On March 6, 1995, the Registrant acquired all of the assets associated 
with the Balfour Healthcare Division of Kayser-Roth Corporation.  Due to 
the nature and size of this acquisition, the Registrant was required to focus 
all of its time and efforts prior to March 6,1995 toward the completion of 
the acquisition and has been required to spend a substantial amount of time
subsequent to such date facilitating the transition of the Balfour division.  
As a result, the Registrant was unable to complete the preparation of and 
distribute to its accountants a draft of its Form 10-K until March 28, 1995.  
In addition, in fiscal 1994 the Registrant engaged new independent 
accountants, BDO Seidman.  As a result of their relatively recent engagement 
and the late date on which they received the draft Form 10-K, BDO Seidman 
will be unable to complete their review of the Form 10-K and the related 
financial statements and report prior to March 31, 1995.  Therefore, due to 
the recent substantial acquisition and the relatively new relationship with 
their independent accountants, the Registrant will be unable to file its 
Form 10-K by March 31, 1995.  The Registrant will, however, file such 
Form 10-K on or before April 15, 1995.


                   PART IV - OTHER INFORMATION

The following is a brief summary of the Registrant's results of operations 
for the year ended December 31, 1994:

Net sales for 1994 increased 11.1% over 1993, from $50,855,000 to $56,506,000.
Gross margin increased from $13,479,000 in 1993 to $14,255,000 in 1994, but 
declined as a percentage of net sales from 26.5% in 1993 to 25.2% in 1994.  
Selling, general and administrative expenses decreased from $11,594,000 in 
1993 to $11,008,000 in 1994, a decrease as a percentage of sales from 22.7% in 
1993 to 19.5% in 1994.  Net income increased from $984,000 in 1993 to 
$1,946,000 in 1994, net income per share increasing from $.54 in 1993 to
$1.05 in 1994.

Working capital increased by $1,573,000 over 1993, from $18,293,000 in 1993 to 
$19,866,000 in 1994.  Cash provided by operating activities was $396,000 in 
1994, compared to cash used in operating activities of $869,000 in 1993.


<PAGE>

March 31, 1995


Mr.
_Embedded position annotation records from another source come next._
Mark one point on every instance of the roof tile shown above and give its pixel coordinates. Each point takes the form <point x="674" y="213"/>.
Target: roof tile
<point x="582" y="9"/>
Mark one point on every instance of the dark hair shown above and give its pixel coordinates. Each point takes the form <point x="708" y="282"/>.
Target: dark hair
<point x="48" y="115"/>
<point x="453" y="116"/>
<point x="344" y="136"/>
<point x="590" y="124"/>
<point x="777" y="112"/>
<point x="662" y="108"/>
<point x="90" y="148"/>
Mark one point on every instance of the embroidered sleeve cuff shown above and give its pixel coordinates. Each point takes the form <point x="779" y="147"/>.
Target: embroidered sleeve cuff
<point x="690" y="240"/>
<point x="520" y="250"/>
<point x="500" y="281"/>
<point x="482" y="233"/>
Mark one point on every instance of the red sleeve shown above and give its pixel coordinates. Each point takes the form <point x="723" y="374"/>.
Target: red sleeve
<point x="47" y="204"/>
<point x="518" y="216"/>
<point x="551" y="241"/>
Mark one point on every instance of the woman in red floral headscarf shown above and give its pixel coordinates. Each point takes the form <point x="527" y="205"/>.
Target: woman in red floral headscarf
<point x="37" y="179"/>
Thomas I. Nail,
Chief Financial Officer
Alba-Waldensian, Inc.
201 St. Germain
Valdese, North Carolina 28690



Dear Mr. Nail:

As you know the Company was unable to prepare and distribute the first draft
of its Form 10-K until March 28, 1995. Given the fact that this is the
first year in which we have been engaged to review the Form 10-K and related
financial statements, we have not been able to complete our review of the
Form 10-K in sufficient time to consent to the inclusion of our report 
thereon.

We fully expect to complete our review in sufficient time for the Company 
to file the Form 10-K on or before April 15, 1995.